What did @alejandrajesusrod actually say?
She documented her first Wegovy injection, starting at 230 lbs with a goal weight of 138 lbs. She walked through her anxiety about needles, sanitized her injection site, and followed what appears to be the standard auto-injector technique: pinch the skin, press the device, hold through two clicks, and count to ten. "You do feel that quick pinch," she said, adding that her nerves probably made it feel worse than it was.
There were no outlandish claims here. No promises of rapid weight loss. No advice about dosing. She didn't tell anyone what to expect medically. This was a first-person documentation of a first injection, and that's largely what it stayed.
Does the science back this up?
The injection technique she demonstrated aligns with Novo Nordisk's prescribing information for the Wegovy auto-injector, and the physiological experience she described, a brief pinch followed by mild discomfort, is consistent with what clinical trial participants reported. So yes, the limited claims she made hold up.
The STEP 1 trial (Wilding et al., 2021, New England Journal of Medicine) found that adults using semaglutide 2.4 mg weekly lost an average of 14.9% of body weight over 68 weeks. Her goal of reaching 138 lbs from 230 lbs would represent roughly a 40% reduction, which is well beyond what clinical evidence supports for most patients on semaglutide alone. That math deserves a closer look, even if she didn't explicitly claim the drug would get her there.
The hold-for-ten-seconds instruction she followed is consistent with guidance for subcutaneous auto-injectors to ensure full dose delivery and minimize leakage at the injection site.
What did they get wrong (or right)?
She got the mechanics right. The two-click method, counting to ten, pinching the skin, sanitizing first. These are correct steps for the Wegovy pen, and showing them accurately to 17,000 viewers is genuinely useful.
What she didn't address, though she wasn't obligated to in a Day 1 video, is her weight loss target. A 92-lb loss from semaglutide alone would be exceptional, bordering on outside the typical clinical range. The STEP 5 trial (Garvey et al., 2022, Nature Medicine) showed sustained weight loss of about 15% over two years. For someone starting at 230 lbs, that's roughly 34 lbs, not 92. That gap matters if viewers are setting their own expectations based on her stated goal.
To be fair, she never said Wegovy would get her to 138. She stated a goal. Those are different things. But in a TikTok ecosystem where weight loss drug content often overpromises, passive goal-setting still shapes audience expectations.
What should you actually know?
First-injection anxiety is real and normal. Subcutaneous injections with auto-injectors are designed to minimize pain, and the brief discomfort she described is typical. Her emotional honesty here, "I'm very scared, not a needle person at all," is probably more relatable and more helpful to new users than a clinical instructional video would be.

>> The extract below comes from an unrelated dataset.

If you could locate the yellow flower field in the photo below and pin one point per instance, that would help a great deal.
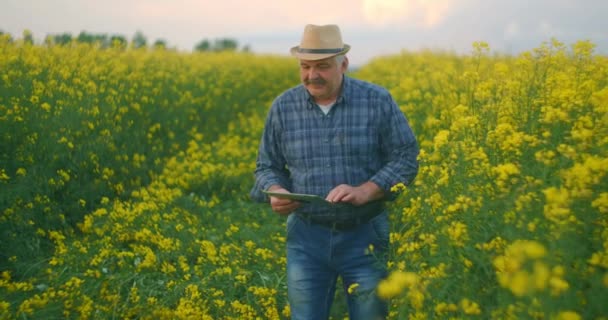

What viewers should not take from this video is a roadmap for weight loss outcomes. Semaglutide works differently for different people. Factors including baseline metabolic health, concurrent lifestyle changes, and whether someone titrates through the full dose schedule all affect results. The FDA-approved dose for Wegovy is 2.4 mg weekly, reached through a 16-week titration starting at 0.25 mg. What dose she's starting at isn't specified in the video.

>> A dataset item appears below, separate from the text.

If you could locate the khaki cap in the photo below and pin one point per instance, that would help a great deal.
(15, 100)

Side effects, which she didn't mention, are common in the first weeks. Nausea affects a significant portion of users early in treatment. The STEP trials reported gastrointestinal side effects in over 40% of participants (Wilding et al., 2021, NEJM). First-week content that skips this sets up viewers for surprise, not safety.
Bottom line
This video is a low-risk, first-person experience post with accurate injection technique and honest emotional content. The goal weight she mentioned is more ambitious than what the clinical data typically supports, but she didn't attribute that target to the drug. The bigger gap in content like this is what comes after week one. Technique matters, but so does knowing what to expect when the nausea hits on week three.